The EPA plan, which was set to take effect in 2010, would have allowed power companies that exceeded mercury standards to buy credits from other facilities, as opposed to implementing their own emissions controls. The agency first proposed the rule in 2004, scrapping Clinton administration regulations that called for lower mercury emissions at every plant.
But the U.S. Court of Appeals for the District of Columbia Circuit struck down the new rule, agreeing with a coalition of environmental groups and 17 states who had filed a lawsuit against the EPA. The plaintiffs argued that because mercury accumulates and falls to the ground close to its source, plants that buy credits to emit higher levels of mercury would create larger hotspots and endanger human health.
According to the Energy Department, coal-fired power plants account for about a third of the estimated 48 tons of mercury emitted in U.S. each year.
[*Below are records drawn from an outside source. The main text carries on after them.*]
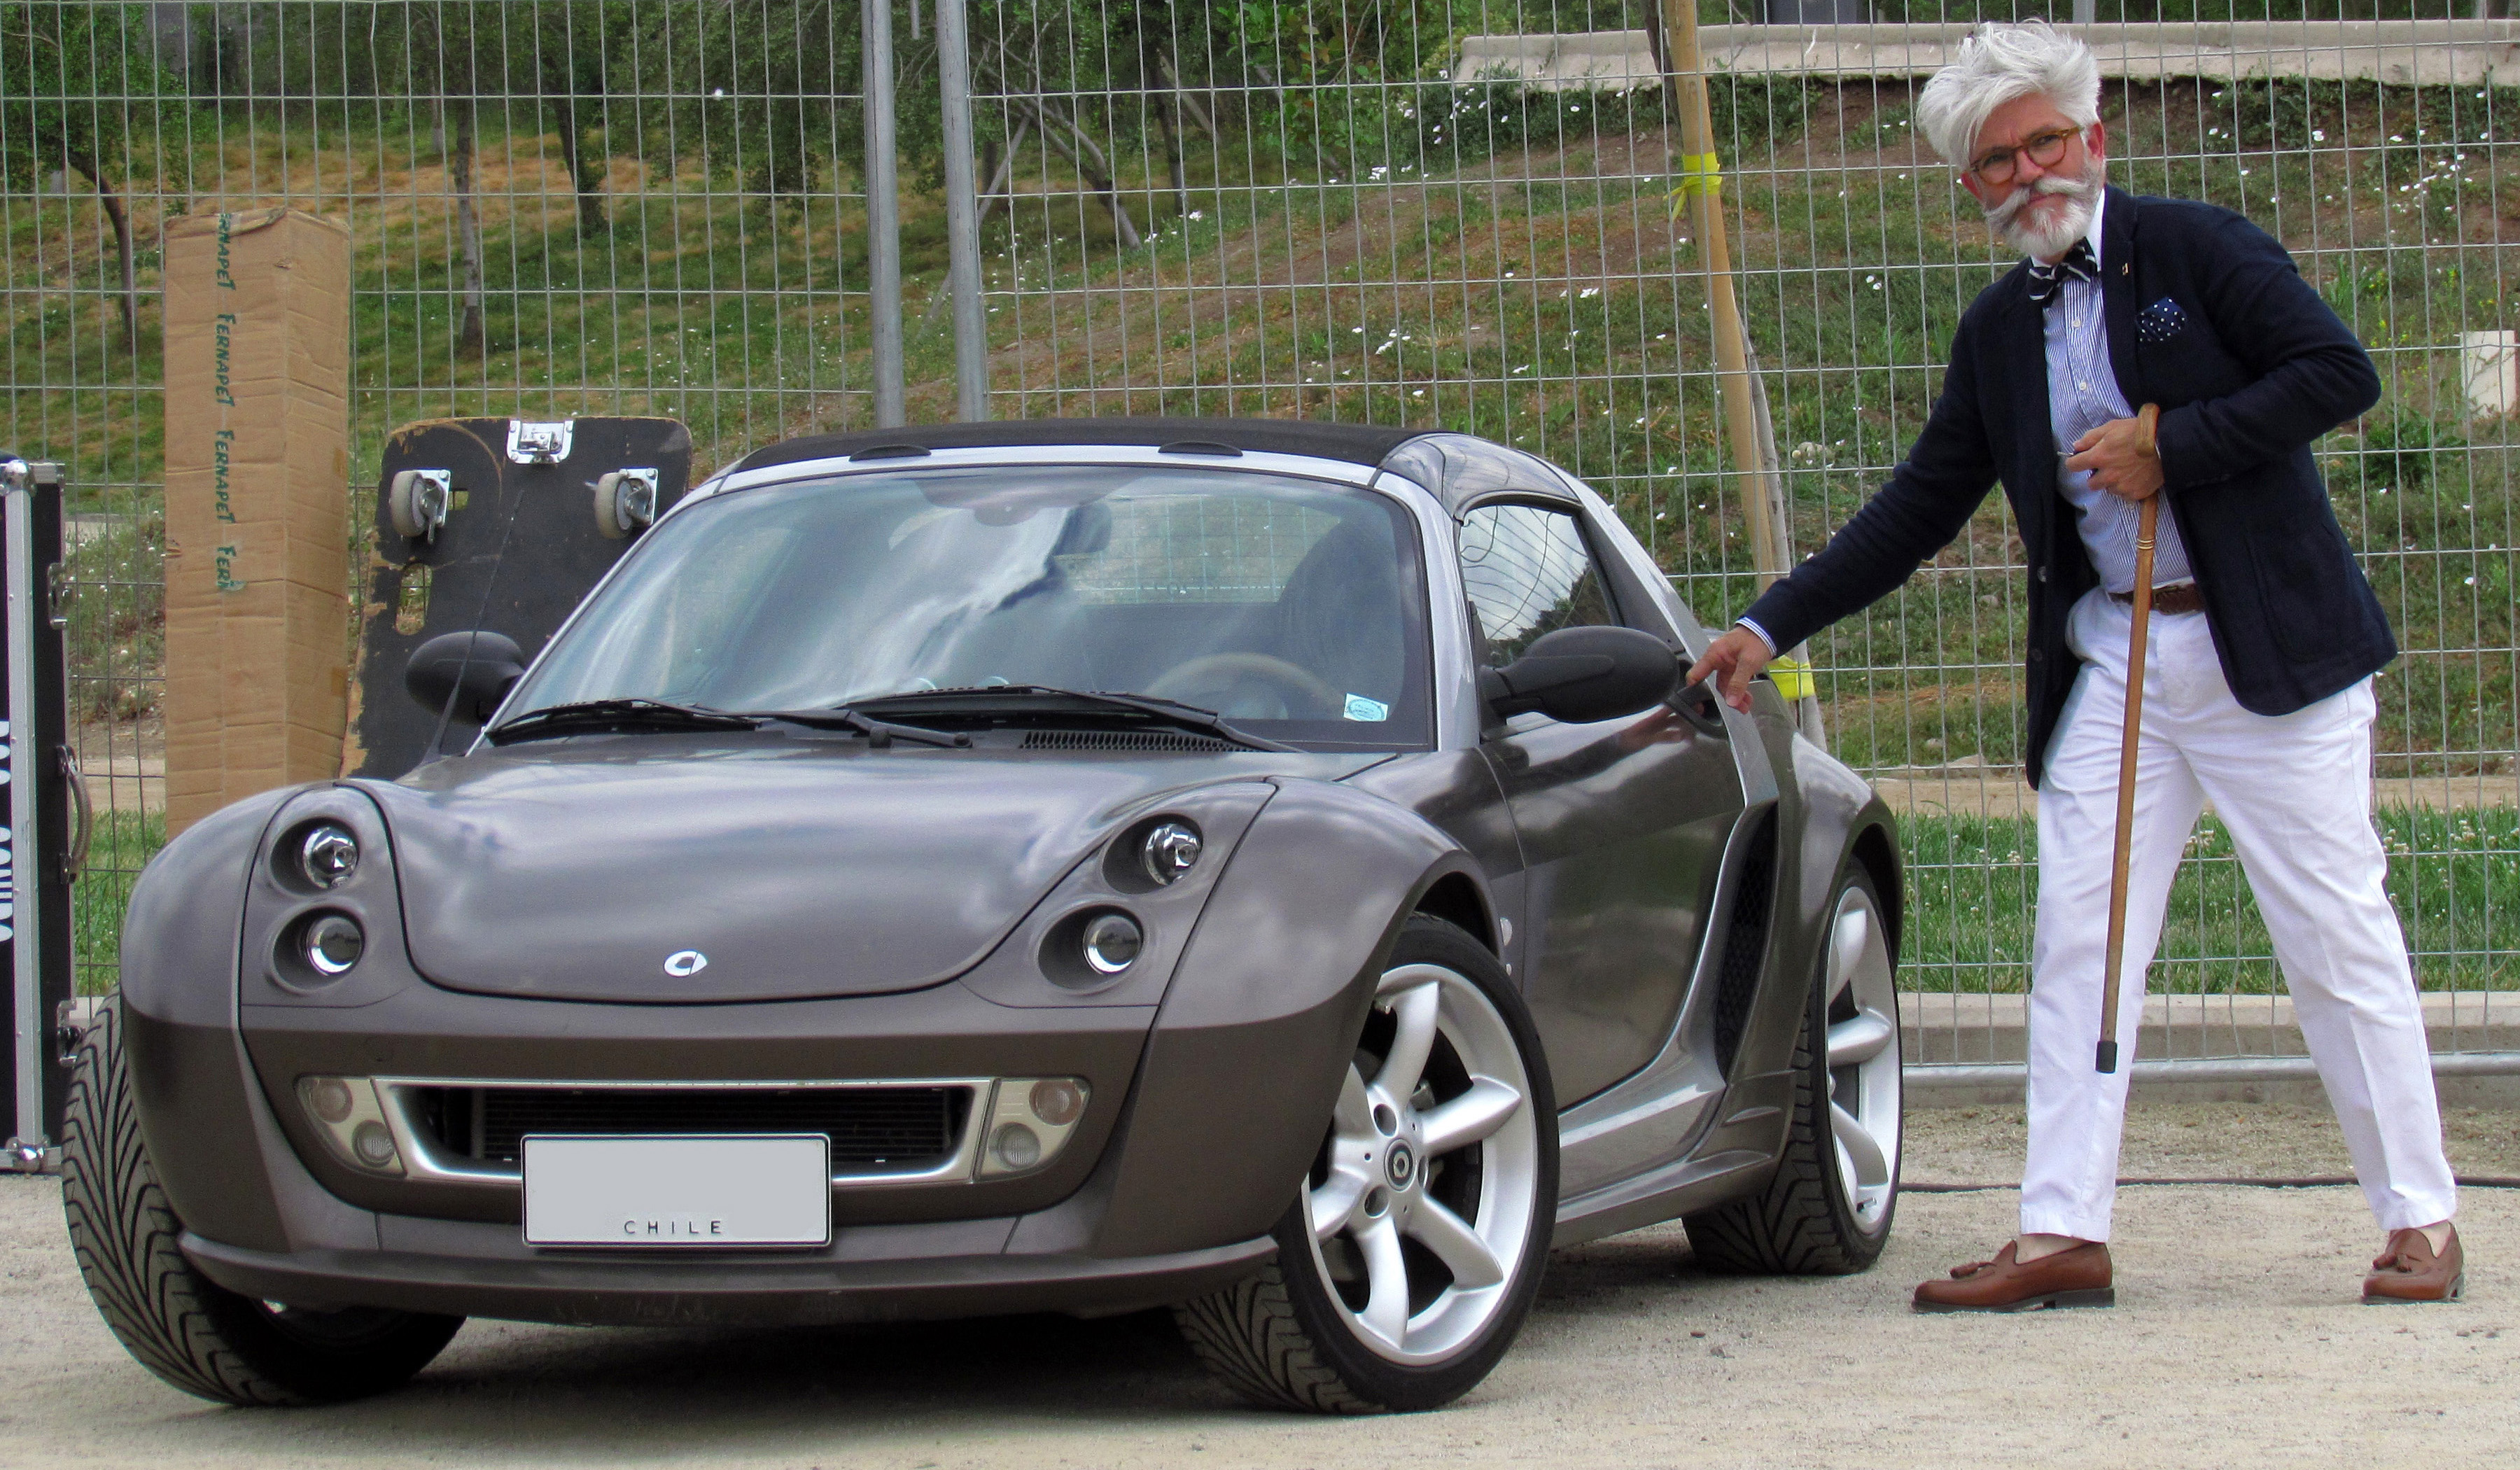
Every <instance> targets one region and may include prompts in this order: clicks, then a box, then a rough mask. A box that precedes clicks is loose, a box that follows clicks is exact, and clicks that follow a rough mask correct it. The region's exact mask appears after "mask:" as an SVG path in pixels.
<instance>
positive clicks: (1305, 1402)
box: [1174, 915, 1557, 1415]
mask: <svg viewBox="0 0 2520 1470" xmlns="http://www.w3.org/2000/svg"><path fill="white" fill-rule="evenodd" d="M1404 1036H1426V1041H1424V1049H1421V1051H1419V1056H1421V1062H1416V1064H1414V1067H1411V1064H1409V1056H1406V1054H1404V1051H1406V1049H1404V1044H1401V1041H1404ZM1394 1062H1399V1067H1394ZM1399 1072H1414V1077H1409V1079H1404V1077H1399ZM1404 1082H1406V1084H1404ZM1444 1145H1449V1147H1444ZM1315 1218H1318V1220H1320V1230H1315ZM1555 1223H1557V1104H1555V1094H1552V1092H1550V1074H1547V1059H1545V1054H1542V1049H1540V1034H1537V1031H1535V1029H1532V1021H1530V1014H1527V1011H1525V1009H1522V998H1520V996H1517V993H1515V988H1512V981H1509V978H1507V973H1504V966H1502V963H1497V956H1494V953H1489V951H1487V946H1482V943H1479V940H1474V938H1472V935H1469V933H1464V930H1462V928H1457V925H1452V923H1444V920H1439V918H1429V915H1411V918H1409V923H1406V925H1404V928H1401V935H1399V943H1396V946H1394V951H1391V961H1389V963H1386V968H1383V976H1381V983H1378V988H1376V1006H1373V1014H1371V1016H1368V1021H1366V1031H1363V1036H1361V1039H1358V1046H1356V1059H1353V1062H1351V1067H1348V1077H1346V1084H1343V1089H1341V1099H1338V1104H1336V1109H1333V1120H1331V1127H1328V1132H1326V1137H1323V1147H1320V1155H1318V1157H1315V1162H1313V1170H1310V1178H1308V1180H1305V1183H1303V1188H1300V1190H1298V1198H1295V1203H1293V1205H1290V1208H1288V1213H1285V1218H1280V1220H1278V1228H1275V1230H1273V1233H1275V1238H1278V1258H1275V1261H1273V1263H1270V1266H1265V1268H1263V1271H1260V1273H1257V1276H1250V1278H1245V1281H1242V1283H1237V1286H1230V1288H1225V1291H1217V1293H1212V1296H1202V1299H1197V1301H1189V1304H1184V1306H1177V1309H1174V1316H1177V1321H1179V1326H1182V1334H1184V1336H1187V1339H1189V1346H1192V1349H1194V1351H1197V1354H1200V1359H1202V1362H1205V1364H1207V1367H1210V1369H1212V1372H1215V1374H1217V1377H1220V1379H1222V1382H1225V1384H1227V1387H1232V1389H1235V1392H1237V1394H1242V1397H1245V1399H1252V1402H1255V1404H1263V1407H1280V1409H1305V1412H1326V1415H1376V1412H1414V1409H1434V1407H1441V1404H1449V1402H1452V1399H1457V1397H1462V1394H1467V1392H1469V1389H1472V1387H1477V1384H1479V1379H1484V1377H1487V1374H1489V1369H1494V1367H1497V1362H1499V1359H1502V1357H1504V1349H1507V1346H1512V1341H1515V1334H1517V1331H1520V1329H1522V1321H1525V1316H1530V1309H1532V1299H1535V1296H1537V1291H1540V1273H1542V1268H1545V1266H1547V1253H1550V1230H1552V1225H1555ZM1429 1241H1434V1243H1429ZM1439 1251H1441V1253H1439ZM1401 1304H1406V1309H1401ZM1394 1326H1396V1336H1394Z"/></svg>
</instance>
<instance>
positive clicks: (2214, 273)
mask: <svg viewBox="0 0 2520 1470" xmlns="http://www.w3.org/2000/svg"><path fill="white" fill-rule="evenodd" d="M2102 232H2104V240H2102V275H2104V280H2102V295H2104V305H2107V320H2109V366H2112V368H2114V371H2117V386H2119V391H2122V393H2124V396H2127V403H2137V406H2139V403H2160V406H2162V421H2160V434H2157V444H2160V454H2162V477H2165V504H2167V507H2170V514H2172V517H2177V527H2180V542H2182V545H2185V547H2187V562H2190V567H2192V570H2195V580H2197V590H2200V593H2202V598H2205V620H2208V623H2210V625H2213V643H2215V653H2218V656H2220V661H2223V678H2225V681H2228V683H2230V691H2233V696H2235V698H2238V701H2240V706H2243V709H2248V711H2255V714H2291V711H2296V709H2301V706H2306V703H2311V701H2318V698H2326V696H2331V693H2336V691H2341V688H2349V686H2354V683H2356V681H2359V678H2364V676H2369V673H2374V671H2376V668H2381V666H2384V663H2389V658H2394V656H2397V638H2394V635H2391V633H2389V618H2386V615H2384V613H2381V608H2379V598H2376V595H2374V593H2371V582H2366V580H2364V575H2361V567H2359V565H2356V562H2354V550H2351V547H2349V545H2346V535H2344V527H2339V524H2336V512H2334V509H2331V507H2328V494H2326V487H2323V484H2321V482H2318V466H2316V464H2313V459H2311V441H2313V439H2318V436H2321V434H2326V431H2328V429H2336V426H2339V424H2344V421H2349V419H2354V416H2359V414H2364V411H2366V408H2371V406H2374V403H2379V373H2376V371H2374V368H2371V358H2369V356H2366V353H2364V348H2361V343H2359V340H2356V338H2354V333H2351V330H2346V325H2344V323H2341V320H2336V313H2334V310H2328V303H2326V300H2321V298H2318V292H2316V290H2311V285H2308V282H2306V280H2301V270H2296V267H2293V257H2291V255H2288V252H2286V250H2283V245H2278V242H2276V240H2273V237H2268V234H2265V232H2263V229H2258V227H2255V224H2250V222H2248V219H2243V217H2240V214H2233V212H2230V209H2218V207H2213V204H2195V202H2187V199H2152V197H2134V194H2127V192H2122V189H2109V207H2107V212H2104V214H2102ZM2162 303H2170V305H2162ZM2137 318H2142V320H2137ZM1998 479H2001V482H2003V494H2006V497H2008V499H2011V504H2013V524H2016V527H2019V532H2021V542H2024V547H2026V552H2029V575H2031V587H2029V615H2031V628H2029V678H2026V691H2024V693H2026V703H2029V777H2031V784H2036V782H2039V777H2041V774H2044V769H2046V746H2049V736H2051V734H2054V731H2056V716H2059V714H2061V711H2064V701H2066V693H2071V688H2074V676H2076V673H2079V663H2076V658H2074V656H2071V653H2069V651H2066V645H2064V625H2066V613H2069V610H2071V608H2074V603H2076V600H2079V598H2082V595H2084V593H2087V590H2089V587H2092V585H2094V582H2097V575H2094V572H2092V560H2089V555H2087V552H2084V547H2082V537H2079V535H2076V530H2074V507H2071V502H2066V499H2064V497H2061V494H2059V492H2056V439H2054V431H2051V426H2049V393H2046V340H2044V323H2041V308H2039V305H2034V303H2031V300H2029V262H2024V265H2019V267H2013V270H2011V272H2008V275H2006V277H2003V280H1998V282H1993V285H1988V287H1986V290H1983V292H1978V300H1976V303H1971V308H1968V313H1963V315H1961V330H1958V333H1956V335H1953V340H1950V368H1948V371H1945V373H1943V396H1940V398H1935V403H1933V416H1930V419H1928V421H1925V431H1923V434H1918V439H1915V446H1913V449H1910V451H1908V459H1903V461H1900V466H1898V469H1895V472H1893V474H1890V484H1885V487H1882V489H1880V494H1875V497H1872V499H1867V502H1865V504H1862V509H1857V512H1855V517H1852V519H1847V524H1845V527H1840V532H1837V535H1835V537H1830V545H1827V547H1822V550H1819V555H1814V557H1812V560H1807V562H1802V565H1799V567H1794V575H1792V577H1787V580H1782V582H1777V585H1774V587H1769V590H1767V593H1764V595H1761V598H1759V600H1756V603H1751V608H1749V613H1746V618H1751V620H1756V623H1759V625H1761V628H1767V633H1769V635H1772V638H1774V640H1777V645H1779V648H1792V645H1797V643H1802V640H1804V638H1809V635H1812V633H1819V630H1822V628H1827V625H1830V623H1835V620H1840V618H1845V615H1847V613H1855V610H1860V608H1867V605H1870V603H1875V600H1880V598H1885V595H1887V593H1893V590H1898V585H1900V582H1905V580H1908V577H1910V575H1913V572H1915V570H1918V565H1923V562H1925V560H1928V557H1933V555H1935V552H1940V550H1943V547H1945V545H1950V542H1953V540H1956V537H1958V535H1961V530H1963V527H1966V524H1968V517H1971V514H1973V512H1976V509H1978V504H1981V502H1983V499H1986V492H1988V489H1991V487H1993V484H1996V482H1998Z"/></svg>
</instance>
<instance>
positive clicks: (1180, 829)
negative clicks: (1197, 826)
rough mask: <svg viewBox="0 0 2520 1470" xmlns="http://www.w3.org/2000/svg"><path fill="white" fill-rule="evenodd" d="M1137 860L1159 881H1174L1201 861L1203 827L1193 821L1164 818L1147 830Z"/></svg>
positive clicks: (1199, 864) (1137, 856) (1139, 847)
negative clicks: (1153, 825)
mask: <svg viewBox="0 0 2520 1470" xmlns="http://www.w3.org/2000/svg"><path fill="white" fill-rule="evenodd" d="M1137 860H1139V862H1142V865H1144V867H1147V877H1152V880H1154V883H1157V885H1164V883H1172V880H1174V877H1182V875H1184V872H1189V870H1192V867H1197V865H1200V830H1197V827H1192V825H1189V822H1162V825H1157V830H1154V832H1147V840H1144V842H1142V845H1139V850H1137Z"/></svg>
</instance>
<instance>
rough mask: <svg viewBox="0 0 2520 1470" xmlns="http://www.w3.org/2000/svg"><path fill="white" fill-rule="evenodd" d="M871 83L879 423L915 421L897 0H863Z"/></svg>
mask: <svg viewBox="0 0 2520 1470" xmlns="http://www.w3.org/2000/svg"><path fill="white" fill-rule="evenodd" d="M859 28H862V30H859V33H862V40H864V71H867V76H864V88H867V292H869V308H872V313H874V343H872V345H874V426H877V429H900V426H902V424H910V403H907V396H905V386H902V194H900V179H897V149H895V136H892V0H862V3H859Z"/></svg>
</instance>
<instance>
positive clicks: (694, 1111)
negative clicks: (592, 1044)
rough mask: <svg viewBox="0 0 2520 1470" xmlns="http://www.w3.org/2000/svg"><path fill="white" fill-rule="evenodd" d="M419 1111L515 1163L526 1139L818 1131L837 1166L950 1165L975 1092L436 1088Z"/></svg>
mask: <svg viewBox="0 0 2520 1470" xmlns="http://www.w3.org/2000/svg"><path fill="white" fill-rule="evenodd" d="M428 1092H433V1094H436V1097H423V1099H421V1107H418V1114H421V1117H423V1120H426V1122H428V1125H433V1132H436V1135H438V1145H441V1147H444V1150H446V1152H451V1155H461V1157H469V1160H481V1162H489V1165H514V1162H517V1157H519V1152H522V1142H524V1135H529V1132H575V1135H633V1132H663V1135H675V1132H819V1135H824V1137H829V1140H832V1167H834V1170H839V1167H844V1165H885V1167H917V1165H935V1162H942V1160H945V1157H950V1155H953V1152H955V1142H958V1140H960V1137H963V1120H965V1117H968V1114H970V1089H968V1087H617V1089H615V1087H433V1089H428Z"/></svg>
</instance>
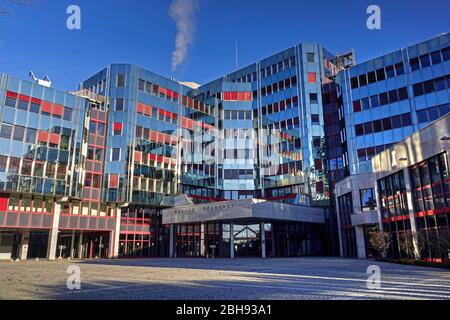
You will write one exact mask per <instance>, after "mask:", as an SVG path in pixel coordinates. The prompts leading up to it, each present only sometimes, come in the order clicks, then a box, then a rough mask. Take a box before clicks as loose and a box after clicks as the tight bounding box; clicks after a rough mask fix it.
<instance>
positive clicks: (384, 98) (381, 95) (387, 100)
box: [380, 92, 389, 106]
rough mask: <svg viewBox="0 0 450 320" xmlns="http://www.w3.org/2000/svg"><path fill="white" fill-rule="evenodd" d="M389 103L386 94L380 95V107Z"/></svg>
mask: <svg viewBox="0 0 450 320" xmlns="http://www.w3.org/2000/svg"><path fill="white" fill-rule="evenodd" d="M388 103H389V97H388V94H387V92H383V93H380V106H384V105H386V104H388Z"/></svg>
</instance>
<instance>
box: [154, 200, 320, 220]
mask: <svg viewBox="0 0 450 320" xmlns="http://www.w3.org/2000/svg"><path fill="white" fill-rule="evenodd" d="M162 217H163V224H185V223H203V222H212V221H215V222H219V221H222V222H227V221H230V222H246V221H253V222H254V221H261V222H271V221H285V222H308V223H318V224H324V223H325V210H324V209H322V208H314V207H306V206H298V205H291V204H285V203H280V202H271V201H266V200H259V199H247V200H234V201H225V202H216V203H211V204H201V205H186V206H179V207H174V208H170V209H165V210H163V211H162Z"/></svg>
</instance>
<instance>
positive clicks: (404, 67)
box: [395, 62, 405, 76]
mask: <svg viewBox="0 0 450 320" xmlns="http://www.w3.org/2000/svg"><path fill="white" fill-rule="evenodd" d="M395 73H396V74H397V76H400V75H402V74H405V67H404V65H403V62H400V63H397V64H396V65H395Z"/></svg>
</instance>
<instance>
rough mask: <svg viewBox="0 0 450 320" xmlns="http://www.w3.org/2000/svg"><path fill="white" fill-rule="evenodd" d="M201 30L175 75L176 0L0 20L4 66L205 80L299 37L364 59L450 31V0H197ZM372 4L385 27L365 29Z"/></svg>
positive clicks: (33, 0) (95, 0) (336, 50)
mask: <svg viewBox="0 0 450 320" xmlns="http://www.w3.org/2000/svg"><path fill="white" fill-rule="evenodd" d="M198 1H199V6H198V12H197V22H196V24H197V32H196V34H195V40H194V43H193V45H192V47H191V48H190V50H189V55H188V58H187V60H186V61H185V62H184V63H183V64H182V65H181V66H180V68H179V69H178V70H177V71H176V72H175V73H174V72H172V70H171V55H172V52H173V50H174V46H175V34H176V29H175V23H174V21H173V20H172V19H171V18H170V17H169V14H168V11H169V5H170V2H171V1H169V0H94V1H92V0H71V1H66V0H33V5H32V6H26V7H19V8H17V7H16V8H15V11H14V13H12V14H10V15H6V16H5V15H3V16H2V17H0V72H6V73H9V74H12V75H15V76H18V77H20V78H26V77H27V76H28V72H29V71H30V70H33V71H34V72H35V73H36V74H37V75H39V76H42V75H44V74H48V75H49V76H50V78H51V79H52V81H53V86H54V87H56V88H59V89H64V90H69V89H74V88H76V87H77V85H78V83H79V82H80V81H81V80H83V79H85V78H87V77H89V76H90V75H92V74H94V73H96V72H97V71H99V70H101V69H102V68H104V67H105V66H106V65H108V64H110V63H134V64H137V65H140V66H142V67H144V68H147V69H149V70H152V71H154V72H156V73H159V74H162V75H165V76H169V77H171V76H176V77H178V78H180V79H181V80H184V81H195V82H199V83H205V82H207V81H210V80H213V79H216V78H217V77H220V76H221V75H223V74H225V73H228V72H230V71H233V70H234V69H235V42H236V41H238V43H239V48H240V49H239V52H240V54H239V56H240V57H239V60H240V65H241V66H245V65H248V64H250V63H252V62H254V61H257V60H258V59H261V58H265V57H267V56H270V55H271V54H273V53H276V52H278V51H281V50H283V49H286V48H288V47H290V46H293V45H294V44H296V43H298V42H319V43H321V44H322V45H323V46H325V47H326V48H327V49H328V50H330V51H331V52H343V51H346V50H347V49H351V48H353V49H355V50H356V53H357V60H358V61H359V62H361V61H364V60H367V59H370V58H373V57H376V56H379V55H382V54H384V53H388V52H390V51H393V50H395V49H399V48H402V47H405V46H407V45H410V44H413V43H416V42H419V41H422V40H425V39H428V38H431V37H433V36H436V35H437V34H439V33H441V32H449V31H450V18H449V12H450V1H448V0H427V1H423V0H421V1H417V0H409V1H407V0H395V1H392V0H389V1H387V0H373V1H365V0H360V1H357V0H353V1H349V0H340V1H336V0H321V1H304V0H198ZM70 4H77V5H79V6H80V8H81V17H82V29H81V30H79V31H78V30H77V31H70V30H68V29H67V28H66V19H67V17H68V15H67V14H66V9H67V7H68V6H69V5H70ZM370 4H377V5H379V6H380V7H381V10H382V30H379V31H378V30H375V31H373V30H372V31H371V30H368V29H367V27H366V20H367V17H368V15H367V14H366V9H367V7H368V6H369V5H370Z"/></svg>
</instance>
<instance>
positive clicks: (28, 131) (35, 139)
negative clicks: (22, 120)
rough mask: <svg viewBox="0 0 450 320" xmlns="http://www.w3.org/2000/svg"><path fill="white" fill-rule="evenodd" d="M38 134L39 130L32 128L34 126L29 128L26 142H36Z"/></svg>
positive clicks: (27, 142) (30, 142)
mask: <svg viewBox="0 0 450 320" xmlns="http://www.w3.org/2000/svg"><path fill="white" fill-rule="evenodd" d="M36 135H37V130H35V129H32V128H27V134H26V136H25V142H27V143H33V144H34V143H36Z"/></svg>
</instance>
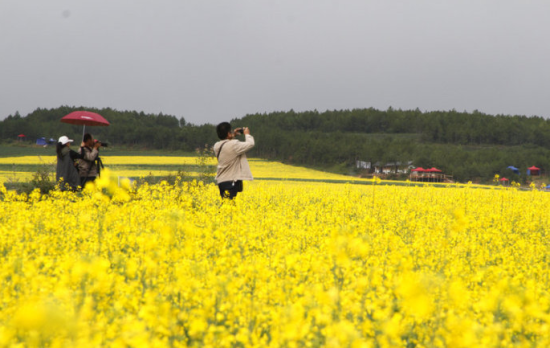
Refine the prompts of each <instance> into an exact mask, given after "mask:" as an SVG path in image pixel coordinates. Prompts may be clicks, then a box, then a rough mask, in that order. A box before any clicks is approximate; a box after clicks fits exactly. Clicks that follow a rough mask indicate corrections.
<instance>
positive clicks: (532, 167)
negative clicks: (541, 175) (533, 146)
mask: <svg viewBox="0 0 550 348" xmlns="http://www.w3.org/2000/svg"><path fill="white" fill-rule="evenodd" d="M527 175H533V176H537V175H540V168H537V167H535V166H532V167H529V168H527Z"/></svg>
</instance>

The toxin is especially harmful to pregnant women who eat mercury-contaminated fish.
While environmental groups praised the decision, the EPA and power company officials said the ruling would delay the implementation of any mercury rule, causing greater harm in the long run.
"Ironically, with their aggressive litigation posture, the environmental community and their state allies have again caused uncertainty and delay in regulating mercury," coal lobbyist Scott Segal said in the Washington Post. "The Environmental Protection Agency essentially must return to the drawing board in developing a new mercury rule."